Within the jsonPlug context, the SCRIPT() attribute's first parameter is a string. This string is, in fact, an object containing information equivalent to the paths
output of the queryJsonPath
method. This design allows for seamless integration of scripting functions with jsonPlug, facilitating advanced data manipulation and extraction.
modify regex
Like modify with the only difference that a regular expression is used to determine which parts of the value have to be replaced.
For example, consider the following templates:
TEMPLATE(PERSONAL_DATA)
{
@Name,
@Date_of_birth,
@Geographical_location,
@Main_works
}
TEMPLATE(PERSONAL_DATA_TEST)
{
@Name,
@Date_of_birth,
@Geographical_location,
@Main_works
}
If this rule:
SCOPE SENTENCE
{
IDENTIFY(PERSONAL_DATA)
{
@Name[TYPE(NPH)]
<>
@Date_of_birth[TYPE(DAT)]
<>
@Geographical_location[SYNCON(100192240)] //@SYN: #100192240# [Northampton]
}
}
is applied to this input text:
Mr. Alan Moore was born on the 18th of November 1953 in Northampton.
you will get this record:
Template: PERSONAL_DATA
Field | Value |
---|---|
@Name | Alan Moore |
@Geographical_location | Northampton |
@Date_of_birth | Nov-18-1953 |
This code:
function onFinalize(result) {
jsonPlug.jsonPlug(result, {
action: "modify regex",
jsPathConditionFlag: true,
jsPath: "$.match_info.rules.extraction[?(@.template == 'PERSONAL_DATA')].template",
jsPathAction: "#this#",
values: [/^(.+)$/, "$1_TEST"]
});
return result;
}
will produce this change:
Template: PERSONAL_DATA_TEST
Field | Value |
---|---|
@Name | Alan Moore |
@Geographical_location | Northampton |
@Date_of_birth | Nov-18-1953 |
Note
If you modify a field which ends up having the same name and the same extracted value of another sibling field, both will be merged into a single one inheriting all their instances.
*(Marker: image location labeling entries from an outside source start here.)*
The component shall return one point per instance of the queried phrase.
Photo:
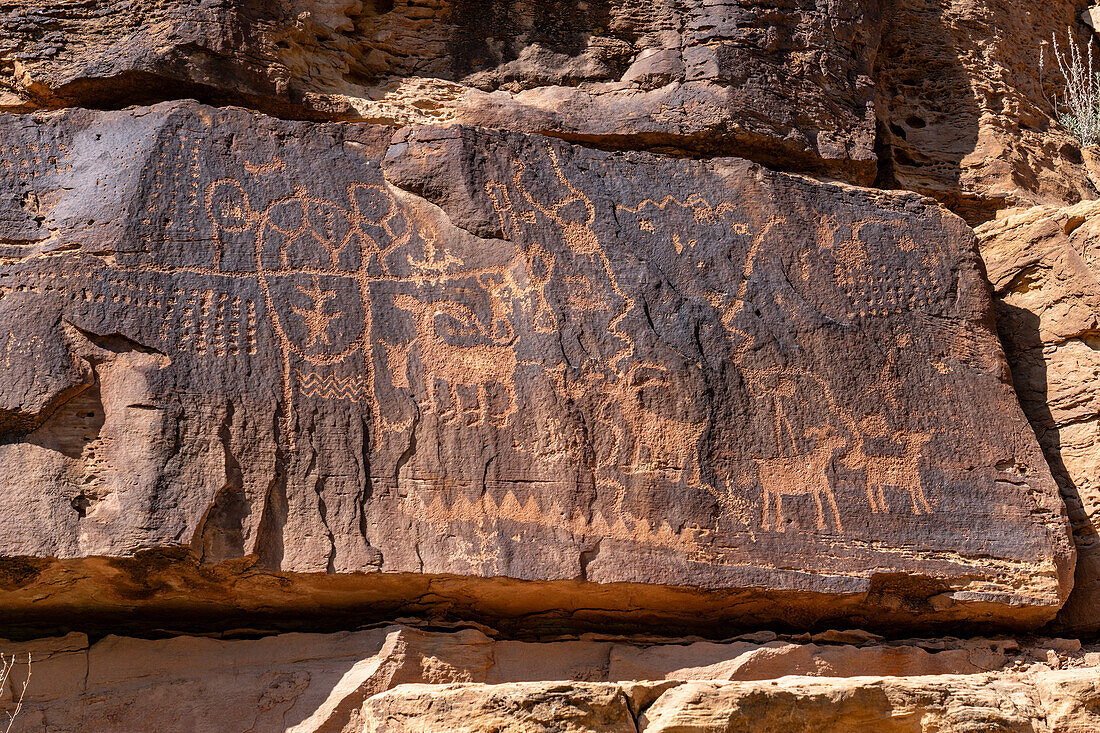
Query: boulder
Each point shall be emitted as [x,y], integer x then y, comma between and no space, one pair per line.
[964,104]
[256,364]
As you can see, the record name has changed. The new one is a concatenation of the first regular expression capturing group plus _TEST.
The contents of the values
array must be:
regularExpression, replacementString
where:
regularExpression
is the regular expression that determines the parts of the node value to change.replacementString
is the replacement string where placeholders like$1
,$2
, etc. can be used to refer to the capturing groups of the regular expression.